In Thorburn’s view, the office is no longer about scale, but about purpose.
“The sector is no longer driven by square metres but by the value a space creates for the people who use it. Buildings that integrate sustainability, technology and human experience are setting a new benchmark for productivity and performance. In a world where work can happen anywhere, the spaces that succeed are those that make being there, matter.”
This philosophy aligns directly with the rise of co-working and flex-space: the office as experience, ecosystem and performance platform rather than static container.
The Surge in co-working – A local reality
South Africa is following the same trajectory. In Cape Town alone, the number of co-working locations has multiplied over the past five years, spreading from the CBD into decentralised nodes and lifestyle suburbs. Johannesburg, Durban and secondary cities are seeing similar momentum as professionals prioritise shorter commutes, reliable infrastructure and community over corporate monoliths.
The user base now spans freelancers, start-ups, SMEs, hybrid corporate teams and even large enterprises adopting “hub-and-spoke” strategies. They want plug-and-play environments with meeting rooms, backup power, fibre, security, parking and lifestyle amenities – but also a sense of belonging and culture.
IWG notes that flexible space demand is being driven by three forces: cost optimisation, talent attraction and risk management. Co-working delivers all three while supporting the human connection Thorburn identifies as central to performance.
Strategic Advice for Landlords
- Design for Purpose, Not Density
The future office is selective. As Thorburn notes, A- and P-grade buildings that align with modern needs continue to perform, while obsolete stock is left behind. Co-working must be premium in feel, not just flexible in layout. - Create Experience, Not Just Desks
Productivity today is shaped by light, air, acoustics, wellness, sustainability and technology. Space must actively support how people think, collaborate and recharge. - Plan for Hybrid as Permanent
Modular layouts, short-term suites, collaboration zones and quiet focus areas should coexist. One-size-fits-all floorplates are a legacy concept. - Anchor in Infrastructure Resilience
Backup power, fibre redundancy, smart access control and digital security are no longer differentiators; they are fundamental to occupier confidence. - Operate Like a Hospitality Brand
Community management, service quality and brand experience drive retention.
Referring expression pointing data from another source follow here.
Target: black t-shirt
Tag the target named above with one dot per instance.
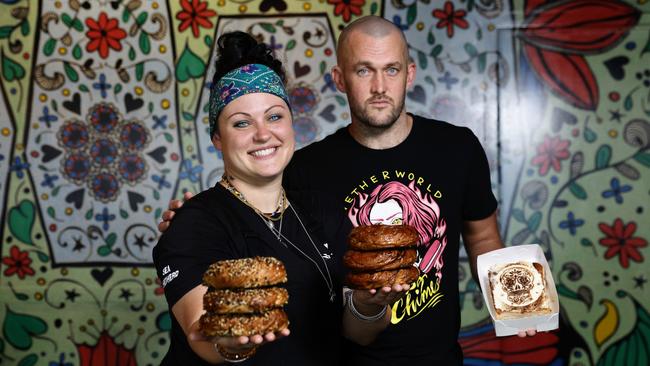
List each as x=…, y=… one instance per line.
x=215, y=225
x=435, y=179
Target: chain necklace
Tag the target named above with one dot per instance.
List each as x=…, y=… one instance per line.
x=277, y=232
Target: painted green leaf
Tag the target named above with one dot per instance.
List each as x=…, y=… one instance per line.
x=11, y=70
x=189, y=66
x=110, y=239
x=412, y=13
x=470, y=49
x=67, y=20
x=634, y=348
x=142, y=18
x=603, y=156
x=643, y=158
x=578, y=191
x=49, y=46
x=589, y=135
x=422, y=58
x=562, y=290
x=29, y=360
x=534, y=221
x=70, y=72
x=43, y=257
x=21, y=221
x=5, y=31
x=76, y=52
x=145, y=44
x=76, y=24
x=518, y=215
x=268, y=27
x=19, y=329
x=139, y=71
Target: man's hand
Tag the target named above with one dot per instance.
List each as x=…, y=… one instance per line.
x=168, y=215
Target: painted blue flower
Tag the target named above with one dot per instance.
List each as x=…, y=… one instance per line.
x=18, y=166
x=102, y=85
x=48, y=118
x=189, y=172
x=571, y=223
x=616, y=190
x=105, y=217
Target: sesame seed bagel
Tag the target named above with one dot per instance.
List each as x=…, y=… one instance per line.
x=245, y=273
x=381, y=260
x=235, y=325
x=375, y=237
x=370, y=280
x=244, y=301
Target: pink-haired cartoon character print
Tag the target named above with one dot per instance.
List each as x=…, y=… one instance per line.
x=395, y=203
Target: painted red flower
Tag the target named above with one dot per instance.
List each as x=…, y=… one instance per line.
x=18, y=262
x=448, y=18
x=620, y=241
x=346, y=7
x=550, y=153
x=195, y=14
x=104, y=33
Occupancy follows culture. - Ensure Zoning and Compliance Early
As Nicholas Brodie of SBL Incorporated cautions, municipal compliance, parking ratios and land-use rights can determine project viability and must be addressed upfront.
Key Trends to Watch
- Decentralised Urban Nodes: Growth in suburban and mixed-use co-working hubs.
- Enterprise Flex Adoption: Large corporates using co-working as core infrastructure.
- ESG-Led Demand: Energy efficiency, wellness and green design influencing leasing.
- Purpose-Driven Design: Offices that actively support culture, learning and innovation.
- Performance-Based Space: Value measured by utilisation, engagement and outcomes, not floor area.
The Outlook
The office is not disappearing. It is being redefined. As Scott Thorburn observes, the winners will not be the biggest buildings, but the most relevant ones, those that combine sustainability, technology, human experience and flexibility into environments people actively choose to use.
FNB’s market signals, IWG’s global data and the lived reality of hybrid work all confirm the same shift: relevance now trumps scale, and experience now drives value.
For landlords, the path forward is clear. Reposition space around purpose. Embrace co-working and flex models. Design for connection, resilience and performance. In a world where work can happen anywhere, the buildings that thrive will be those that make coming together worth it.